Coral Predators

SCTLD antibiotic paste application. Photo © Nova Southeastern University

Coral predators are a natural part of a healthy coral reef ecosystem. However, excessive densities of some corallivores, such as crown-of-thorns starfish (COTS) (Acanthaster planci) and coral-eating snails (mainly Drupella spp. and Coralliophila spp.) result in dramatic and widespread declines in coral cover.

A range of techniques is available for removing or preventing the spread of corallivores, but these techniques are generally only feasible for local scale controls. For this reason, control of coral predators is normally only attempted at smaller scales (a few hectares or less), such as around high-value tourism sites.

Crown-of-Thorns Starfish (COTS)

Because excess nutrients are major drivers of COTS outbreaks, ref the most important long-term strategy for reducing the risk of COTS outbreaks is likely to be reducing land-based sources of nutrients through improved watershed management.

Injection of a COTS. Photo © Shaun Wolfe/The Ocean Agency

Injection of a COTS on snorkel. Photo © Shaun Wolfe/The Ocean Agency

However, the devastating ecological and economic outcomes of COTS outbreaks have motivated managers and the tourism sector to develop culling techniques. Injecting COTS with common household vinegar is now considered the most accessible and efficient method to cull the starfish. ref Mechanical methods for controlling COTS are expensive and labor intensive, thus may only be justified in small reefs that have high socioeconomic or biological significance, such as important spawning sites, tourist areas, or areas with extremely high biodiversity. ref

Corallivorous Snails

Despite their small size, corallivorous snails can cause serious damage to coral reefs when they reach large densities.
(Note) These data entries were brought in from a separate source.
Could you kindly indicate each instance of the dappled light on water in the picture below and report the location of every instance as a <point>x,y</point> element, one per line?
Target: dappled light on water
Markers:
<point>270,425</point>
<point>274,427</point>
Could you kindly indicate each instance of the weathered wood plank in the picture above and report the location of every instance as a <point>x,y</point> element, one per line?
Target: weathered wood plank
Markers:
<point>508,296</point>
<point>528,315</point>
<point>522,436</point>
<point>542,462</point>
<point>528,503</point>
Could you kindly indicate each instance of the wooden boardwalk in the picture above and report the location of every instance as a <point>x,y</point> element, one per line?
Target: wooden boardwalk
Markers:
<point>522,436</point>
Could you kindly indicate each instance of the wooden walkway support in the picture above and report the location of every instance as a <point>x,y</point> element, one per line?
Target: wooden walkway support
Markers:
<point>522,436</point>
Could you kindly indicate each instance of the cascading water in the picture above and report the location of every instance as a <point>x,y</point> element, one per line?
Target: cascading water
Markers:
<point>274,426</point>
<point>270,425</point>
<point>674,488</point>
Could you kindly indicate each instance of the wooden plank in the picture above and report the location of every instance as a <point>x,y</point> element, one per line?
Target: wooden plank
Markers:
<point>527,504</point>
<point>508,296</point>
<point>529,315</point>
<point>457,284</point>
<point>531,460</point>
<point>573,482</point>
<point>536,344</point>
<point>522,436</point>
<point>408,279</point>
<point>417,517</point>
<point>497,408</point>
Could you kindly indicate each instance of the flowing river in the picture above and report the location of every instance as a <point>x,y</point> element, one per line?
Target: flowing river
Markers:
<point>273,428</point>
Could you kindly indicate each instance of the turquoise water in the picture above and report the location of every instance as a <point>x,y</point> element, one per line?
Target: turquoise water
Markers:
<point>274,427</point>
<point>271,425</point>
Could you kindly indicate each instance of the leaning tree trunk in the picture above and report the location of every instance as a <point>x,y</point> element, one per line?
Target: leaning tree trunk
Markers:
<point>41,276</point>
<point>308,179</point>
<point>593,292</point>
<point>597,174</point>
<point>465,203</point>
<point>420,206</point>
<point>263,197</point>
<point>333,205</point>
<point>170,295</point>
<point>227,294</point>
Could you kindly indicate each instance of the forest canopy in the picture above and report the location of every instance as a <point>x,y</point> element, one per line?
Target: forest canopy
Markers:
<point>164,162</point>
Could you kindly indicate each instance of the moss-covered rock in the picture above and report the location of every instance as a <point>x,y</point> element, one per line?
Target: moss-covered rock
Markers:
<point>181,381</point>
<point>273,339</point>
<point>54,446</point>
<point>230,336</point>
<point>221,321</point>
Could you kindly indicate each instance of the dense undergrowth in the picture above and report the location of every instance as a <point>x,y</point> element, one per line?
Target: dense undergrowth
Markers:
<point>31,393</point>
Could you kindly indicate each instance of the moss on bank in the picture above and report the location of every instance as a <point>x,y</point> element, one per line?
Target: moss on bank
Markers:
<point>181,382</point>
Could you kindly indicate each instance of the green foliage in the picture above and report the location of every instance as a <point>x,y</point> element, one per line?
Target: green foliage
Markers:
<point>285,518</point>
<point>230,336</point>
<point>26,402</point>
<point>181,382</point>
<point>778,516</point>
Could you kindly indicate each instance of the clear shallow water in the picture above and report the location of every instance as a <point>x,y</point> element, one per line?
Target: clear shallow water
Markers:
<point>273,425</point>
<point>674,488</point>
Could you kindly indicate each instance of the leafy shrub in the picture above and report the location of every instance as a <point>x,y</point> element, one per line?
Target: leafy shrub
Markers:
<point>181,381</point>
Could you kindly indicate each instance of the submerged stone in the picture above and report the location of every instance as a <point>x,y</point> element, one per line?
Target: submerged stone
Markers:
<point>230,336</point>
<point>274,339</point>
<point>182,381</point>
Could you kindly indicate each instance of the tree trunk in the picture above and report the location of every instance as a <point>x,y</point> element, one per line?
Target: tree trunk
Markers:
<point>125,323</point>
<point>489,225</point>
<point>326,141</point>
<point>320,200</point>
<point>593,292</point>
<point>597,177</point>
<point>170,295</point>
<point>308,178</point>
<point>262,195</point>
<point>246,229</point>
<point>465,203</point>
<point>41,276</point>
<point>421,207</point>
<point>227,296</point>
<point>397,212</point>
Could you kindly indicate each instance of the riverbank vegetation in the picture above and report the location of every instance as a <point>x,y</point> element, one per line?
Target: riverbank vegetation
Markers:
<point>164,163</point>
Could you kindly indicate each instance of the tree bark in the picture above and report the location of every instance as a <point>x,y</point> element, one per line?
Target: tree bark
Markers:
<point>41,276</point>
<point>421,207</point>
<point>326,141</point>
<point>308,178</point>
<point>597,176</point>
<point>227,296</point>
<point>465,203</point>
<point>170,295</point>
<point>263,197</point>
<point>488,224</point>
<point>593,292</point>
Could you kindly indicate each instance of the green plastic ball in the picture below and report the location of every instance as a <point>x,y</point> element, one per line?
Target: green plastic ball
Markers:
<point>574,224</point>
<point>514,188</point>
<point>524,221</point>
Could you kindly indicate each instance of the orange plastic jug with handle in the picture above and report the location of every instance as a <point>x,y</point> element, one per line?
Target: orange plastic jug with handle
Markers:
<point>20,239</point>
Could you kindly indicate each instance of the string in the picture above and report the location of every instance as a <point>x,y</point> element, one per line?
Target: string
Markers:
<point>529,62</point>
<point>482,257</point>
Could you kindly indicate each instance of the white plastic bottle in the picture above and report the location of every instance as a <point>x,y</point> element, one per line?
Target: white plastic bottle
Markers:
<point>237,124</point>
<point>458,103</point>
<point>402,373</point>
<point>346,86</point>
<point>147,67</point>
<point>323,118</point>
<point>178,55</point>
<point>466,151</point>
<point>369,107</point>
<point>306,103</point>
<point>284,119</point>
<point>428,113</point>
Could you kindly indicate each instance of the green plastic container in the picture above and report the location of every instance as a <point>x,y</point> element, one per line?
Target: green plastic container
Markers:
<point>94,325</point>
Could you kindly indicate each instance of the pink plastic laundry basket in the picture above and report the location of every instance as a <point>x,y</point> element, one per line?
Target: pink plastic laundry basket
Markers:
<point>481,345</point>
Control of outbreaks of snails, like Drupella and Coralliophila, has proven challenging, even over small scales, because of the snails’ life history, behavior, and ecological interactions with corals.

Drupella tend to prefer branching corals with complex three-dimensional structures, where they cluster around branch bases. Hiding deep within colonies makes them difficult to detect and access. Some tourism operators on the Great Barrier Reef have had success using long tweezers and flexible claw pickup tools to remove snails one by one. This can be very time-consuming, and it is difficult to be certain that all animals are removed from any one coral colony. Experiences to date from Australia suggest that snail removal can be effective at reducing tissue loss or mortality of target coral colonies ref but is unlikely to be effective as a method for controlling predator populations. In Florida, manual removals of Coralliophila snails is part of the Recovery Plan for elkhorn (Acropora palmata) and staghorn corals (Acropora cervicornis), however proper guidelines for removal are still under development. ref

Drupella snails Thailand Chad Scott Conservation Diver

Drupella snails on a colony of A. millepora in Thailand. Photo © Chad Scott/Conservation Diver

Marine Protected Areas and Coral Predators

Marine protected areas have been shown to mitigate the abundance of coral predators on coral reefs by increasing the protection of predators that feed on and control corallivores. This has been shown for COTS, ref Drupella snails, ref and Coralliophila snails, ref and highlights the role of both reactive (removal) and proactive (marine area protection) management strategies in controlling the threat of overabundant corallivores for coral reefs.